Replies to post #162269 on Cytodyn Inc (CYDY)

[daemon57]

Great question.

https://www.statnews.com/2021/01/25/in-a-major-setback-merck-to-stop-developing-its-two-covid-19-vaccines-and-focus-on-therapies/

Merck 195.14B MC. Their located in the tri-state (Rahway, NJ). They are a top 5 BP. So they may have lost the Vaccine race, but you don't have to graduate an IVY league to figure out that LH is where the true (residual) cashcow is. Initially I thought it would be PFE with their boatload of covid money from their vaccines but Merck would be hungrier, IMHO.

I wouldn't be able to comment on when BUT IF I HAD TO GUESS it would be definitely be after SS PH2 (readout is June 15th NP mentioned?) but before full PH3 trial. Why? Well you guessed it.. SP would be a lot higher and they would have to pay more.

The ABOVE IS ALL MY OPINION and piecing together the story CYDY is unfolding.

GLTU/A.

[RTBhub]

DadBOT, I have always enjoyed your posts and honesty. So, I'm going to give you the inside tip. I posted the below (somewhere) on February 19. You are asking about Step #7. We are currently dancing between steps 6, 7 and 8. The answer to your question is that Step 7 will be executed prior to July 31 at a price between $3 and $7.

Originally Posted 2/19/21
I'm coming to the conclusion that we are going to get a "split decision" on CD12, which is essentially a situation where we do not meet the primary endpoint for all the trial patients.

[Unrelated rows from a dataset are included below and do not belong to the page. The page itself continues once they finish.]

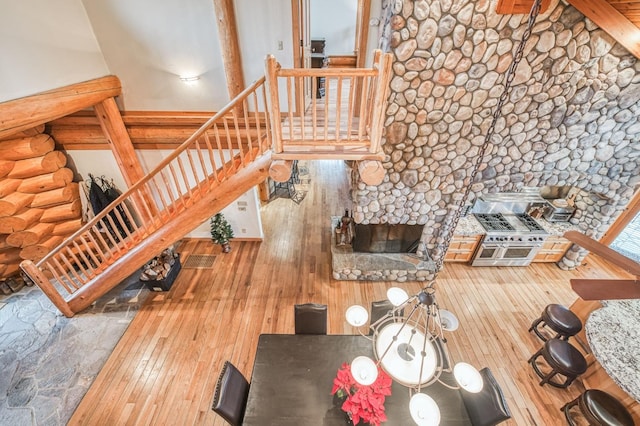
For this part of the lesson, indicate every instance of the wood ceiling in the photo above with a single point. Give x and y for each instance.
(619, 18)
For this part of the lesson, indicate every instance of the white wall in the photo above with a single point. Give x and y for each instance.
(243, 214)
(335, 21)
(150, 44)
(261, 26)
(44, 45)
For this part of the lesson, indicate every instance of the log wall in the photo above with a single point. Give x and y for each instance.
(39, 203)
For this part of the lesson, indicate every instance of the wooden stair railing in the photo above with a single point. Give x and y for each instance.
(227, 156)
(346, 123)
(198, 179)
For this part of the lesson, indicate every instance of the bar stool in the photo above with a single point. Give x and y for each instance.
(563, 358)
(599, 408)
(559, 319)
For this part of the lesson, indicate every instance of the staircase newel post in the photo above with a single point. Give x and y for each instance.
(271, 73)
(380, 100)
(36, 275)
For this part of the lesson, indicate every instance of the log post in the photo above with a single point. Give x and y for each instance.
(26, 147)
(25, 133)
(57, 179)
(228, 35)
(8, 186)
(22, 114)
(13, 203)
(57, 196)
(71, 210)
(37, 251)
(114, 129)
(67, 228)
(19, 221)
(371, 172)
(31, 235)
(30, 167)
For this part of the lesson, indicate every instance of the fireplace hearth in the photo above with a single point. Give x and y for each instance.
(350, 264)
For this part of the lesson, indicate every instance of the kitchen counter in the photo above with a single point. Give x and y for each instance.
(557, 228)
(613, 333)
(469, 226)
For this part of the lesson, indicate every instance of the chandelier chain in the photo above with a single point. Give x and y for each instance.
(497, 113)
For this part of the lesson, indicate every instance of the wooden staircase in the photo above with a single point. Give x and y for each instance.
(211, 169)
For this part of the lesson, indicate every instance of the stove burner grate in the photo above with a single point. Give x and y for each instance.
(529, 222)
(494, 222)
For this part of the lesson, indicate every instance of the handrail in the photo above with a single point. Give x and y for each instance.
(140, 184)
(206, 159)
(169, 201)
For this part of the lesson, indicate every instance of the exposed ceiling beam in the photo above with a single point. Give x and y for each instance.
(613, 22)
(24, 113)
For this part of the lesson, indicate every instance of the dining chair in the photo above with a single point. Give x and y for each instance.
(487, 407)
(230, 398)
(310, 318)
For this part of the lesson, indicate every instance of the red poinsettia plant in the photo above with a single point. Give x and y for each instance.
(363, 402)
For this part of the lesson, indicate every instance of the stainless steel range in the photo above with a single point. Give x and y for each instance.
(511, 239)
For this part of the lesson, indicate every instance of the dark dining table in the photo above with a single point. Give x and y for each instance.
(293, 375)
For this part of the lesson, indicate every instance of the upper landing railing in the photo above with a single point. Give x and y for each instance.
(344, 122)
(227, 156)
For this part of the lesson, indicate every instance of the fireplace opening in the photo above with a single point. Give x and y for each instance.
(385, 238)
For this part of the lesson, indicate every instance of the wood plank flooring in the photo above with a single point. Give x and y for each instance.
(165, 368)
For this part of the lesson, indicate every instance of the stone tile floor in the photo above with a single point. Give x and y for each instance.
(48, 361)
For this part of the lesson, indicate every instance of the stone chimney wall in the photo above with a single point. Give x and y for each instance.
(573, 116)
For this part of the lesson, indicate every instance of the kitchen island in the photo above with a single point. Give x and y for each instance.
(612, 331)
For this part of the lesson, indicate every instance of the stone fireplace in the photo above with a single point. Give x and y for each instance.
(573, 116)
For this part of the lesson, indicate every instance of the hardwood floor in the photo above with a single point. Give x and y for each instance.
(165, 368)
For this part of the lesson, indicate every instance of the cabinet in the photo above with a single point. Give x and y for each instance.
(553, 249)
(462, 248)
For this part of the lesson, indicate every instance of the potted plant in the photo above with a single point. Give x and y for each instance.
(221, 232)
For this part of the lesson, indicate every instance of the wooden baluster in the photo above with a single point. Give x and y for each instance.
(271, 73)
(267, 123)
(352, 100)
(185, 180)
(56, 275)
(338, 107)
(292, 136)
(219, 144)
(236, 127)
(380, 101)
(45, 285)
(245, 109)
(78, 264)
(327, 91)
(362, 127)
(211, 157)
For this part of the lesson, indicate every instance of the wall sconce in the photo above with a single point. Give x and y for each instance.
(191, 79)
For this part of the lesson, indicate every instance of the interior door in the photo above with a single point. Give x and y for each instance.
(301, 15)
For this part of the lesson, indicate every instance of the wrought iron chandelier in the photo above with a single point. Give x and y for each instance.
(409, 342)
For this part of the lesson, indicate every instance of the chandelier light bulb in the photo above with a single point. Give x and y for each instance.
(448, 320)
(364, 370)
(357, 315)
(424, 410)
(468, 377)
(397, 296)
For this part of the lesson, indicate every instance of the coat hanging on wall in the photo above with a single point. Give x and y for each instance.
(101, 194)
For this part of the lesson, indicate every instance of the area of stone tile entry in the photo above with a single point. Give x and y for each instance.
(48, 361)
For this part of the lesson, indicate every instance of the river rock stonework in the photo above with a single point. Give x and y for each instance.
(572, 117)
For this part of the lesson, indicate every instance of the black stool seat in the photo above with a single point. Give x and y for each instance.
(599, 408)
(559, 319)
(563, 358)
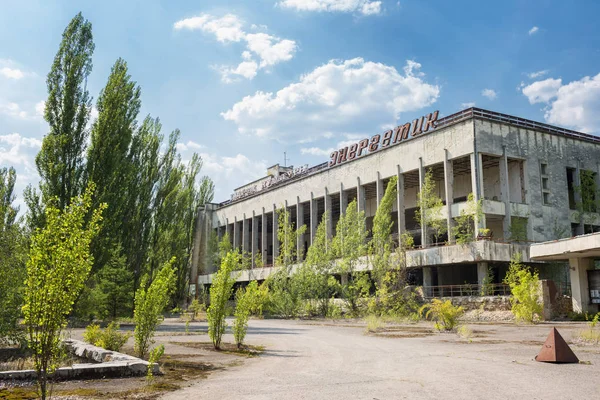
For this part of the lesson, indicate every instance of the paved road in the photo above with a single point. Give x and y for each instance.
(307, 361)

This is what I think is happening:
1. We missed the p-value overall. Maybe somewhere between .05 and .1
2. Deeper analysis shows that we were below .05 on critical, and above on severe. Similar to what happened in CD10, where we could demonstrate improvement for the sicker patients in the trial.
3. Deeper analysis shows that we seemed to be helping the severe patients, but that the severe in the placebo were recovering "too often" for us to show a significant difference with the relatively small patient counts in the trial. And/or -- severe patients that died were dying after 28 days.
4. So, we are trying to develop that story. We are discussing with the FDA, fishing for an EUA on critical patients only. FDA is saying that the patient count is too low in this segment, so the figures don't have enough "power."
5. They are scrambling like hell to re-negotiate FIFE loan terms. Money is getting thin. Samsung getting impatient.
6. Formulating a strategy to shift investor attention to long-haulers or other indications.
7. Considering offers from large investors (hedge funds) and/or big pharma for a buy-out around current price levels. $3 billion is nothing to sneeze at for a company with no approvals, no cash and no proven ability to submit something "approvable" to the FDA.
8. Some board members finally realizing the NP can't get this over the finish line to approval for any indication. Trial designs and executions are consistently not quite good enough. NP has ignored advice during trial design discussions in the past, and has been proven wrong again.
9. Some regulator has told NP to quit talking about potential stock price.
10. Dr. Mahboob and Lawyer Arian are working together to manage information flow and keep NP quiet.

Of course, it is entirely possible that data is still being scrubbed and hasn't even been locked or analyzed. But, I consider that a low possibility. Maybe 15%.

It is also possible that data is great, and we know it is great and are just timing up announcements and an agreement to sell the inventory to OWS. Maybe that is a 15% chance as well.

But, I'm 70% sure that CYDY knows the results (and they aren't quite good enough) and we are trying to spin them, while fending off internal strife, vendors and lenders.